Slack unter Linux installieren

Der Messenger Slack hat sich auf Gruppen spezialisiert, läuft auf Smartphones und Windows-Rechnern und lässt sich auch unter Linux einfach einrichten. Wir zeigen Ihnen in der folgenden Anleitung, wie es geht.

Download und Installation

Slack gibt es als vorgefertigtes Paket, das sich ganz einfach installieren lässt. Rufen Sie zunächst die Website von Slack auf. Ganz unten rechts unter "Ressourcen" finden Sie den Link zur Download-Seite. Vorsicht: Die Seite zeigt hier immer nur die Downloads für das bei Ihnen erkannte System an. Dateien für andere Systeme sind weiter unten auf der Seite klein verlinkt.

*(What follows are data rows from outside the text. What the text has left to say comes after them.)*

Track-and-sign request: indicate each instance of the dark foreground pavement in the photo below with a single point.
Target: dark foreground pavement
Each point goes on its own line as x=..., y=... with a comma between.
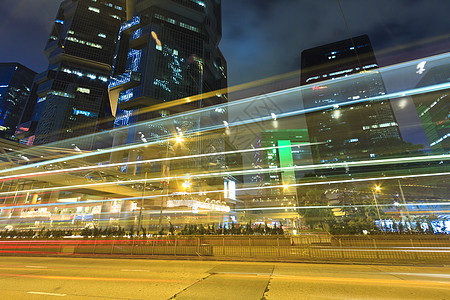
x=93, y=278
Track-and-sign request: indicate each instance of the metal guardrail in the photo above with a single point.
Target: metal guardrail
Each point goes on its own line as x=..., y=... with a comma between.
x=435, y=250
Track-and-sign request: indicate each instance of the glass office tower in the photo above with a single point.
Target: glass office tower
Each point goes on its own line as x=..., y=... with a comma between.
x=71, y=95
x=343, y=126
x=169, y=51
x=434, y=110
x=15, y=87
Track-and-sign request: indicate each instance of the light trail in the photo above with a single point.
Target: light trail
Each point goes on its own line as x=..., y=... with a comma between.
x=167, y=120
x=252, y=188
x=110, y=165
x=250, y=171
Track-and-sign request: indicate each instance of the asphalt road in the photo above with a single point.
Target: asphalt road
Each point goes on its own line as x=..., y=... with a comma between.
x=93, y=278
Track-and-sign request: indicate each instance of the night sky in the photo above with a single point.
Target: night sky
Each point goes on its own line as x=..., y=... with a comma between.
x=263, y=38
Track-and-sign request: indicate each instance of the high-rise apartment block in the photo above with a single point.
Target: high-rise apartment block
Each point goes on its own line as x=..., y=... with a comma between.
x=344, y=126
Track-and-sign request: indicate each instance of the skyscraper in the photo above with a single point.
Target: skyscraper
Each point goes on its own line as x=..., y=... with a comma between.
x=346, y=131
x=71, y=95
x=15, y=87
x=167, y=51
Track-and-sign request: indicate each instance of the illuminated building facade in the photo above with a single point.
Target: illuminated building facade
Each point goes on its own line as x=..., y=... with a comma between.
x=15, y=86
x=71, y=95
x=167, y=51
x=347, y=127
x=434, y=110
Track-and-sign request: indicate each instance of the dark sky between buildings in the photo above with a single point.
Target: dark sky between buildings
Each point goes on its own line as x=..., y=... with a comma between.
x=263, y=38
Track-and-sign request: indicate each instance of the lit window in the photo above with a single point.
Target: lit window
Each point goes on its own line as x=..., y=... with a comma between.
x=83, y=90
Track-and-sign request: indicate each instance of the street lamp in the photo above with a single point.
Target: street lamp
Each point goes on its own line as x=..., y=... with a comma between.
x=376, y=189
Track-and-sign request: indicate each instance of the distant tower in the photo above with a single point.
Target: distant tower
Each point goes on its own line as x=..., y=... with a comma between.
x=434, y=109
x=168, y=51
x=15, y=86
x=343, y=132
x=71, y=95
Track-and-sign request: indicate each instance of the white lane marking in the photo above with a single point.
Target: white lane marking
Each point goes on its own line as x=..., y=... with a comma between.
x=423, y=274
x=47, y=294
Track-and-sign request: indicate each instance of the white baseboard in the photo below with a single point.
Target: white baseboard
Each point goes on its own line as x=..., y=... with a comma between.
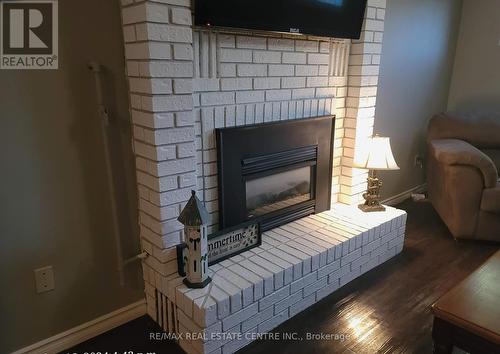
x=83, y=332
x=401, y=197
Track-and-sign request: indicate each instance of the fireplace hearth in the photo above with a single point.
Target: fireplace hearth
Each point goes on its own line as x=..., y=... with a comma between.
x=274, y=172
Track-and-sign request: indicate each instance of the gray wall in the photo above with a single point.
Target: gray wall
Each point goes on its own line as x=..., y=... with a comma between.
x=53, y=191
x=476, y=75
x=417, y=59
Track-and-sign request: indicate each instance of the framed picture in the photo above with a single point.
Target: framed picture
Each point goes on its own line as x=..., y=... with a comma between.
x=232, y=241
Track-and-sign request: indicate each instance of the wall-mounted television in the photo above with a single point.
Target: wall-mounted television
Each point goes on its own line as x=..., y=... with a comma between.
x=328, y=18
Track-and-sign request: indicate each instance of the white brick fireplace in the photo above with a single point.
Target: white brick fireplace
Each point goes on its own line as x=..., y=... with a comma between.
x=184, y=83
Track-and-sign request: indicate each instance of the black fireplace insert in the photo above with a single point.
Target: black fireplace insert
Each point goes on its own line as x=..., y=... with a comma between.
x=274, y=172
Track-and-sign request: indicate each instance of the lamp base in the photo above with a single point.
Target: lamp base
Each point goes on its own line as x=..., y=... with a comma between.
x=372, y=195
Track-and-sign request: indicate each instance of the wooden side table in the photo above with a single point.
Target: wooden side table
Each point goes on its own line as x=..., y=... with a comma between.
x=468, y=316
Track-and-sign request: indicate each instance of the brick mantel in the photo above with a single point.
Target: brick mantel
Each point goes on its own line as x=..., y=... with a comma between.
x=184, y=83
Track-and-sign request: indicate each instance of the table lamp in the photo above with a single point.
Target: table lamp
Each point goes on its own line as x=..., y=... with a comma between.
x=375, y=155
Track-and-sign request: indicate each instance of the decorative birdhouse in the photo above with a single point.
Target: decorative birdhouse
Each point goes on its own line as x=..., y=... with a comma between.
x=192, y=255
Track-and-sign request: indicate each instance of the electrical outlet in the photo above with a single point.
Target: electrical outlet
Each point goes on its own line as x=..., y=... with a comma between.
x=419, y=161
x=44, y=279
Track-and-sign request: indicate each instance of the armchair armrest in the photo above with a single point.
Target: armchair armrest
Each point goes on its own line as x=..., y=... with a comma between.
x=459, y=152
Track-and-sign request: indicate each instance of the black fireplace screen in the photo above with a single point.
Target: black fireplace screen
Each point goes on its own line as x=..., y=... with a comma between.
x=277, y=191
x=276, y=172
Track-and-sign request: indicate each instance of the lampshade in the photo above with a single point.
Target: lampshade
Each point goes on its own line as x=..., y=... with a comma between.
x=375, y=154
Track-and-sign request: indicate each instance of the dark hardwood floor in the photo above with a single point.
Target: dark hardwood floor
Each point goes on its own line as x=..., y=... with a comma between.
x=386, y=310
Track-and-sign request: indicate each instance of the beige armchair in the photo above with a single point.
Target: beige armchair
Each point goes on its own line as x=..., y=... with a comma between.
x=462, y=174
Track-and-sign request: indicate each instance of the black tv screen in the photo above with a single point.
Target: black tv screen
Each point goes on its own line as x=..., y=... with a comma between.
x=330, y=18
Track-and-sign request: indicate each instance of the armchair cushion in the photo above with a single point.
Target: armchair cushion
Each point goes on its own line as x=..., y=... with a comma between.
x=491, y=200
x=459, y=152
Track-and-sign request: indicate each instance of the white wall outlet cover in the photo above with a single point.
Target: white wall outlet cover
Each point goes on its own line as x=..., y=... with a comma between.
x=44, y=279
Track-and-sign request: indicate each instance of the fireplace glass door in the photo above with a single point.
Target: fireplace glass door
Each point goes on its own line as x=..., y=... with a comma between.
x=275, y=190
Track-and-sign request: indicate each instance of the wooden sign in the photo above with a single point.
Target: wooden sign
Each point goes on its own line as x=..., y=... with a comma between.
x=232, y=241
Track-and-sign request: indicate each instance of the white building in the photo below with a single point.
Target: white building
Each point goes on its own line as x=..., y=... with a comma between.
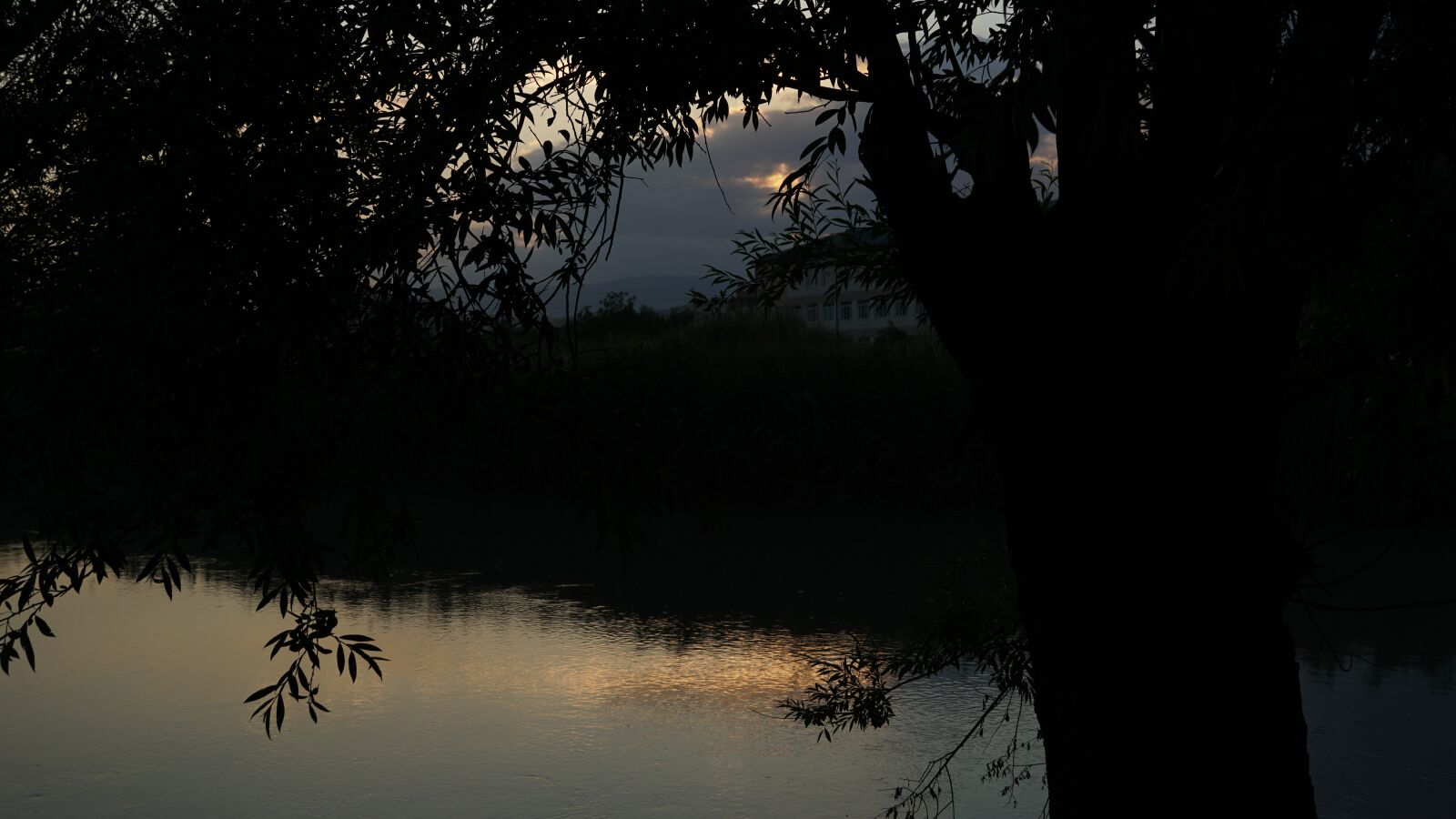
x=856, y=314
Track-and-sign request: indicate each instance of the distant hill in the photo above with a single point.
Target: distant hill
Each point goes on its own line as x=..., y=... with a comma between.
x=657, y=292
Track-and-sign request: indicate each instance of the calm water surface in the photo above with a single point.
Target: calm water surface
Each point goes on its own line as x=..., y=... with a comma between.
x=541, y=703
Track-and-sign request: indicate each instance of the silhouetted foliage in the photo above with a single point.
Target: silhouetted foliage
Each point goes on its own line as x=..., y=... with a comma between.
x=247, y=244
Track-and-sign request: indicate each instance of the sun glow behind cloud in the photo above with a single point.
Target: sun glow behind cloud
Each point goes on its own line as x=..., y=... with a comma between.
x=768, y=181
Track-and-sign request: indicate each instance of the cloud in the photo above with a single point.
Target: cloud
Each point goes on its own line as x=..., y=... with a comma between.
x=769, y=181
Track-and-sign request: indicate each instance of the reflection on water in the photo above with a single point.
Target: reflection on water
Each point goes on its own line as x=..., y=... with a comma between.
x=543, y=703
x=499, y=702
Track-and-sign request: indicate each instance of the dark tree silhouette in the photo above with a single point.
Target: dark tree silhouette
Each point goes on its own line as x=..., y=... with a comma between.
x=283, y=189
x=1132, y=343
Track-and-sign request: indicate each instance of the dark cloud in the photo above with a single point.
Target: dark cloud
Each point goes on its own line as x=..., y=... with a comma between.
x=674, y=220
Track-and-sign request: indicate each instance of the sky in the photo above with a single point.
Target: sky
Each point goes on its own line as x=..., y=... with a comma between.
x=674, y=220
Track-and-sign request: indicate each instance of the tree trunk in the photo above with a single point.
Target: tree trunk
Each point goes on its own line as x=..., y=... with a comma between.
x=1152, y=584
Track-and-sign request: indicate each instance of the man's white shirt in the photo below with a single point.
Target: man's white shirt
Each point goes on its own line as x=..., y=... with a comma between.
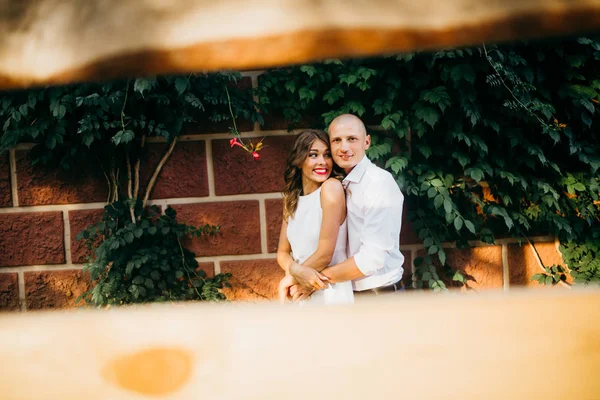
x=374, y=203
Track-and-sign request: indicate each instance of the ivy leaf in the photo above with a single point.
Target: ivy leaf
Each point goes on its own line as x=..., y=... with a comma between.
x=307, y=94
x=469, y=225
x=463, y=72
x=181, y=84
x=437, y=96
x=458, y=277
x=425, y=150
x=382, y=106
x=448, y=206
x=348, y=79
x=396, y=163
x=333, y=95
x=356, y=107
x=141, y=85
x=389, y=121
x=475, y=173
x=129, y=237
x=138, y=280
x=458, y=223
x=308, y=70
x=428, y=115
x=122, y=137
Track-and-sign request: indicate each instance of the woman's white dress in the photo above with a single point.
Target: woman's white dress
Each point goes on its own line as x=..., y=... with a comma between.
x=303, y=234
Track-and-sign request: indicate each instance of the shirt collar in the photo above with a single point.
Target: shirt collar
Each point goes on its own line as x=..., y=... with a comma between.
x=358, y=171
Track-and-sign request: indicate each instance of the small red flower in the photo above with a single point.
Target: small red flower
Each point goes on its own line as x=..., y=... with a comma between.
x=234, y=142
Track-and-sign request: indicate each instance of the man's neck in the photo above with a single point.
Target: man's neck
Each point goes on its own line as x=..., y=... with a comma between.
x=348, y=170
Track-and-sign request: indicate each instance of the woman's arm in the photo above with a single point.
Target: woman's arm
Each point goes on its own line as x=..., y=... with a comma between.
x=284, y=250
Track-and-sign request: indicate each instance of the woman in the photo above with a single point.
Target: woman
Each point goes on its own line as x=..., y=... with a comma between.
x=313, y=232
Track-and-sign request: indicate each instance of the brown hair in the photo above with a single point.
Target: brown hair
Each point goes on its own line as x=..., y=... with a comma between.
x=293, y=169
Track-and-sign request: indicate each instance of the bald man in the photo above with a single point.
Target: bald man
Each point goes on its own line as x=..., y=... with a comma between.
x=374, y=205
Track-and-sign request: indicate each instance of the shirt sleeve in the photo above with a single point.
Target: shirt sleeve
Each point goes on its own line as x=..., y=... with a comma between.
x=381, y=230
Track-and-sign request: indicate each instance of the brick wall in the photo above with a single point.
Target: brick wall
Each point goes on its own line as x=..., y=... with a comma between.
x=205, y=181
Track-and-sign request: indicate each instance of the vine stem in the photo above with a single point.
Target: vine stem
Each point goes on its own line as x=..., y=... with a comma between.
x=487, y=57
x=231, y=111
x=157, y=171
x=540, y=262
x=185, y=267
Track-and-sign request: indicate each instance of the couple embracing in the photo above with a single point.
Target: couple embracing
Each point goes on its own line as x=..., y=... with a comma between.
x=341, y=219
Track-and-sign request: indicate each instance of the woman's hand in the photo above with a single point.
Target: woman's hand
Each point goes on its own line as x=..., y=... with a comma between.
x=308, y=277
x=299, y=293
x=283, y=290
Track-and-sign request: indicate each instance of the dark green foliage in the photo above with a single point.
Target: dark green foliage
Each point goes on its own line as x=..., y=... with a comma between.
x=70, y=123
x=145, y=261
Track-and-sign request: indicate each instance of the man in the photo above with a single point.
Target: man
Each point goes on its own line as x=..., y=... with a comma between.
x=374, y=213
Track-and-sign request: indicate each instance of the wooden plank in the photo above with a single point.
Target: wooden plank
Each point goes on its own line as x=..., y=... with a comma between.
x=61, y=41
x=522, y=345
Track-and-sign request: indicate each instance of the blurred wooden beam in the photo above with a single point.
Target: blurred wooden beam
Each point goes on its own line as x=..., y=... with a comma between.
x=520, y=345
x=62, y=41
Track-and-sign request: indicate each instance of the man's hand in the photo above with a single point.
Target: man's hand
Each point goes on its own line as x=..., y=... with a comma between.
x=299, y=293
x=308, y=277
x=283, y=290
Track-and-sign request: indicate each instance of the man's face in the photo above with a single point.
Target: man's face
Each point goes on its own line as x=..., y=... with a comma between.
x=348, y=144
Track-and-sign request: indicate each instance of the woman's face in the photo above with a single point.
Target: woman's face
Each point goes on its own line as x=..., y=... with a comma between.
x=318, y=164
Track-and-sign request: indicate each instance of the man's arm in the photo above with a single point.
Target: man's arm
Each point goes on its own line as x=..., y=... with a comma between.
x=347, y=270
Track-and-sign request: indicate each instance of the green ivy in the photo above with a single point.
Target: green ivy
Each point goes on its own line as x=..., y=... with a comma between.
x=485, y=142
x=138, y=257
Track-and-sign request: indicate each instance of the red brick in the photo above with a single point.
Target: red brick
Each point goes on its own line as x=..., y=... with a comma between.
x=523, y=264
x=407, y=274
x=9, y=292
x=237, y=173
x=206, y=126
x=183, y=175
x=482, y=266
x=252, y=279
x=240, y=227
x=55, y=289
x=53, y=185
x=274, y=210
x=208, y=268
x=31, y=238
x=78, y=221
x=5, y=189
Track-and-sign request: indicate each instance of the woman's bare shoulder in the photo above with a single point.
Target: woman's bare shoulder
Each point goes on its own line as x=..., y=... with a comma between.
x=332, y=190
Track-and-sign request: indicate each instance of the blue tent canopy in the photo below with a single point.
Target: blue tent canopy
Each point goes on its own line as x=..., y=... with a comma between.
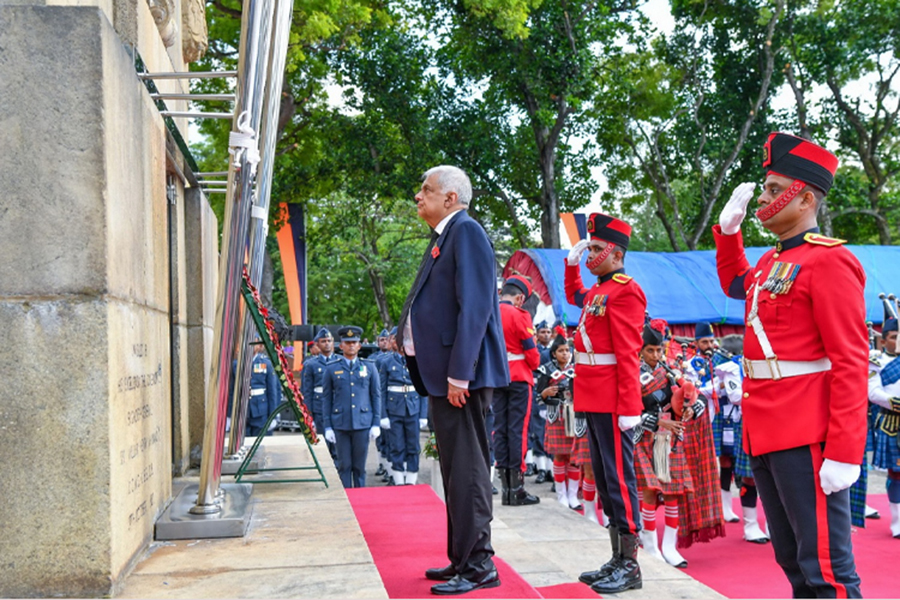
x=683, y=287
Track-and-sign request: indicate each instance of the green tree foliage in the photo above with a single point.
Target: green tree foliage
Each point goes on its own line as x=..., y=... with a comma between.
x=843, y=68
x=524, y=98
x=680, y=123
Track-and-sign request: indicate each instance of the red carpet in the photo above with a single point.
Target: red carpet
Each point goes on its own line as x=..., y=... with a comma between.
x=406, y=530
x=739, y=569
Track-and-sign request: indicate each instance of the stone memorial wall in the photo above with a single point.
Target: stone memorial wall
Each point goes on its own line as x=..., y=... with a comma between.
x=95, y=357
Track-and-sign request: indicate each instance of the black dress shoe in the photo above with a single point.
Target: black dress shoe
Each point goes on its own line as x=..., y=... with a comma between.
x=445, y=574
x=461, y=585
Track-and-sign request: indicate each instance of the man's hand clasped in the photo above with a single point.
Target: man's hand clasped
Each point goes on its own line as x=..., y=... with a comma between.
x=735, y=210
x=835, y=476
x=457, y=395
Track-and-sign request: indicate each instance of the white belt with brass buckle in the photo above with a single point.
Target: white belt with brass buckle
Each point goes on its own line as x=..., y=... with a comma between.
x=774, y=369
x=584, y=358
x=401, y=389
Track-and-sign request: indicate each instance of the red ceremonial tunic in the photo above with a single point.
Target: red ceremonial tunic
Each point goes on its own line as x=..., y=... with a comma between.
x=615, y=329
x=822, y=314
x=521, y=349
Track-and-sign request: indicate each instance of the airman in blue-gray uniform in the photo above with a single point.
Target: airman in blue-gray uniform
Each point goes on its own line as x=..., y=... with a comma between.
x=351, y=408
x=405, y=413
x=313, y=379
x=383, y=442
x=265, y=391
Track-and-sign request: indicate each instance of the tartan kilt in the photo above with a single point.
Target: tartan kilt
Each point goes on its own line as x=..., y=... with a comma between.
x=680, y=481
x=581, y=451
x=887, y=451
x=741, y=458
x=556, y=441
x=700, y=515
x=717, y=433
x=858, y=498
x=718, y=426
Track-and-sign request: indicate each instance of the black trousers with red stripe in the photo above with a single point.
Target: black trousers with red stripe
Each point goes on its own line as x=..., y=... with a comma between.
x=612, y=456
x=810, y=531
x=512, y=411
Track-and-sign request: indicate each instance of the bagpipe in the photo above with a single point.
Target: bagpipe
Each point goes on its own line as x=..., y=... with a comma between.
x=890, y=372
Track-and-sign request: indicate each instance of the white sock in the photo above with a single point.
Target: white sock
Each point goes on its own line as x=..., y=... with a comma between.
x=561, y=495
x=895, y=519
x=752, y=532
x=572, y=485
x=650, y=542
x=727, y=512
x=590, y=511
x=669, y=552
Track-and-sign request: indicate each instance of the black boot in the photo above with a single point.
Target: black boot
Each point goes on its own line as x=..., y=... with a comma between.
x=592, y=577
x=627, y=574
x=517, y=494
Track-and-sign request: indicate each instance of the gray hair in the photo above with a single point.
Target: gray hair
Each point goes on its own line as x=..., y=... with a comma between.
x=452, y=179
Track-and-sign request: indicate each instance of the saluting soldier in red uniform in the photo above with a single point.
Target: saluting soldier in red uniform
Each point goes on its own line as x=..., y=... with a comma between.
x=512, y=404
x=805, y=354
x=607, y=388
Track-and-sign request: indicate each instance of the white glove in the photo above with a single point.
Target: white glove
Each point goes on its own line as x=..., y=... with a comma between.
x=735, y=210
x=576, y=253
x=835, y=476
x=626, y=423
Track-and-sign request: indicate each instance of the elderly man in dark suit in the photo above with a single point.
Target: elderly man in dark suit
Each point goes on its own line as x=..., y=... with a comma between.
x=452, y=335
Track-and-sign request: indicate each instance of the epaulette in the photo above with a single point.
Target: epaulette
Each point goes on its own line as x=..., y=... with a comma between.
x=875, y=358
x=821, y=240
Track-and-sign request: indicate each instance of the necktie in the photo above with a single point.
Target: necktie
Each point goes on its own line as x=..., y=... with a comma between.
x=404, y=314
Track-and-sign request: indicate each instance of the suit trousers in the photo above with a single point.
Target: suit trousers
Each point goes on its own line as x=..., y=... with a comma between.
x=810, y=531
x=404, y=443
x=512, y=412
x=462, y=443
x=352, y=450
x=612, y=456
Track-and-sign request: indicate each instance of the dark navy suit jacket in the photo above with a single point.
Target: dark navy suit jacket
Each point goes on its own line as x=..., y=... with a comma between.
x=455, y=313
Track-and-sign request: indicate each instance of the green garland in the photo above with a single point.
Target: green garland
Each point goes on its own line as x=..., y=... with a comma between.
x=266, y=328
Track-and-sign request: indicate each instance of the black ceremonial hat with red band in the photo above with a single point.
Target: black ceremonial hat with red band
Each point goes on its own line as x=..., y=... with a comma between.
x=798, y=159
x=609, y=229
x=521, y=283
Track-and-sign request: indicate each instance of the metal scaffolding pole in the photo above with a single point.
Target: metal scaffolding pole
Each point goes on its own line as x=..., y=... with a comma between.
x=254, y=48
x=259, y=225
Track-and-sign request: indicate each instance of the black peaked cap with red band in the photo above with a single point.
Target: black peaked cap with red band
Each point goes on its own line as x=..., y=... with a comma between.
x=609, y=229
x=521, y=283
x=790, y=156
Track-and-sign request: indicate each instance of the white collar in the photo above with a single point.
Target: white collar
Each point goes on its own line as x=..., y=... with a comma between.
x=443, y=224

Für Linux werden hier Dateien in den Formaten "DEB" und "RPM" angeboten. Die RPM-Pakete sind vor allem für die Linux-Distributionen openSuse, Red Hat und Fedora relevant. Für Ubuntu, Mint und Debian verwenden Sie die DEB-Datei. Nach dem Download können Sie Slack einfach über einen Doppelklick auf die DEB-Datei installieren. Zunächst öffnet sich der Paketmanager und fragt, ob Sie installieren wollen - bestätigen Sie und starten Sie anschließend Slack aus dem Startmenü.

Die Installation beschränkt sich unter Ubuntu und Mint auf einen Doppelklick der DEB-Datei.

Einrichtung

Natürlich ist Slack noch nicht sofort startbereit, zunächst müssen noch allerlei Fenster bestätigt werden. Sofern Sie noch kein Slack-Konto haben, müssen Sie auf Nachfrage zunächst einen neuen "Workspace" erstellen. Ein Workspace ist hier im Grunde gleichbedeutend mit Konto/Account. Also werden wieder die üblichen Informationen benötigt: Name, E-Mail-Adresse, Gruppenname und so weiter. Für die Authentifizierung wird Ihnen ein sechstelliger Code per Mail zugesandt, den Sie direkt während der Installation eingeben müssen. Zum Schluss teilen Sie dem Assistenten noch mit, wie Ihre Gruppe heißen soll und schicken gegebenenfalls noch ein paar Einladungen per Mail raus.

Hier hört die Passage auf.